Les oligodésoxynucléotides d'ADN simple brin (ssODN) sont des molécules impliquées dans les réponses immunitaires des mammifères. Une étude de Laila Toum et ses collègues publiée dans Annals of Botany trouve que Les ssODN peuvent également induire une protection contre les agents pathogènes des plantes. L'équipe a découvert des gènes de défense activés par les ssODN dans Arabidopsis thaliana.

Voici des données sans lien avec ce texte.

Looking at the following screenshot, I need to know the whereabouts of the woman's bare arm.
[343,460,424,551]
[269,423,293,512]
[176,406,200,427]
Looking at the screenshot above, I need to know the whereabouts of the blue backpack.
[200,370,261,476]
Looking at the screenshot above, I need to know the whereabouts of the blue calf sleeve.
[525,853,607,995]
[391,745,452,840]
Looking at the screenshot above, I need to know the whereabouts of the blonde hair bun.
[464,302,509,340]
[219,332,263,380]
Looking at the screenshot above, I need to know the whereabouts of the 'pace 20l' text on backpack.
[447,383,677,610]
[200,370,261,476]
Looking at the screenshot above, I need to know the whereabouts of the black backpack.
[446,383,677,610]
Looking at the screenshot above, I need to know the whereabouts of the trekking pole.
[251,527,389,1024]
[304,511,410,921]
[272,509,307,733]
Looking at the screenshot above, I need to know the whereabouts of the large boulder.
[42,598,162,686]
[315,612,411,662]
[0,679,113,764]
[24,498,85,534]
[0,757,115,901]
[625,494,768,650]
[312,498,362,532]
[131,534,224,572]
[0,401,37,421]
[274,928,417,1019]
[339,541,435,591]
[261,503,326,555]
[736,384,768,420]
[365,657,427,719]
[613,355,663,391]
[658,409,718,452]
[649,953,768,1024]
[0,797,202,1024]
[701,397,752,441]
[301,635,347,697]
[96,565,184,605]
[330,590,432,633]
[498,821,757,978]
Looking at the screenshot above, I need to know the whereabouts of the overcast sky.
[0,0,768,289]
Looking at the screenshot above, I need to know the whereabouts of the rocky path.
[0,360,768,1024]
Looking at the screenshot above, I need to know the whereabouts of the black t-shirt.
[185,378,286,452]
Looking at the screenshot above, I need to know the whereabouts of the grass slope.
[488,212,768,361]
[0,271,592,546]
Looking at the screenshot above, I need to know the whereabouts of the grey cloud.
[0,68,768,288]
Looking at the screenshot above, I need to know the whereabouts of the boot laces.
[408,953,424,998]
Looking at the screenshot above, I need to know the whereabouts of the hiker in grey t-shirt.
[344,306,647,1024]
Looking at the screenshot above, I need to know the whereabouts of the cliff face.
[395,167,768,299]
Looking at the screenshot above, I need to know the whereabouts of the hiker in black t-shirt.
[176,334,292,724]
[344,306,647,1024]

Comme les acides nucléiques se trouvent dans tous les règnes de la vie, il n'est pas surprenant que les organismes disposent d'outils pour les reconnaître. Il s'agit soit de modèles moléculaires associés aux microbes (MAMP), soit de modèles moléculaires associés aux dommages (DAMP). Il y a eu beaucoup de travaux sur l'immunité chez les mammifères, sans doute parce que les humains sont des mammifères. Cependant, l'immunité des plantes est également activée à la fois par l'ADN et l'ARN.

"Alors que l'effet immunostimulant de l'ADN simple brin (ssDNA) a été bien caractérisé chez les mammifères, il n'a pas été étudié chez les plantes", écrivent Toum et ses collègues dans leur article. "Dans ce travail, nous avons découvert que les ssODN IMT504 et 2006, dont il a été démontré qu'ils activaient l'immunité dans les cellules de mammifères, peuvent protéger A. thaliana de Botrytis cinerea et de Pst DC3000, mais pas du virus de la mosaïque du tabac infectant les crucifères (TMV-Cg)."
Arabidopsis thaliana, le cresson de roche, est une plante de la même famille que les crucifères comme les choux ou les navets. Il est très bien étudié en tant qu'organisme modèle, ce qui aide à reconnaître quand quelque chose d'inhabituel se passe dans les cellules.
Induction de l'immunité chez A. thaliana par IMT504 et 2006 présente des similitudes avec celle provoquée par d'autres MAMP, comme la flagelline, puisque les deux ssODN ont favorisé la fermeture stomatique, inhibé l'allongement des racines et induit la transcription de gènes de défense. Les trois réponses ont été réduites en cuisson1-5 et bak1-5/bkk1 mutants, dans lesquels les co-récepteurs impliqués dans la perception de divers éliciteurs de défense des plantes sont affectés.
Les auteurs déclarent que bien qu'il existe certaines similitudes entre les ssODN et les autres MAMP, la signalisation ne se chevauche pas complètement. Cela signifie que les ssODN pourraient utiliser des produits chimiques d'une manière légèrement différente pour envoyer des signaux d'infection autour de la plante.
"L'utilisation d'oligonucléotides synthétiques pourrait faire la lumière sur le mécanisme de stimulation de l'immunité par l'ADN, ce qui pourrait être un outil prometteur pour la protection des cultures et la gestion des maladies des plantes", concluent Toum et ses collègues.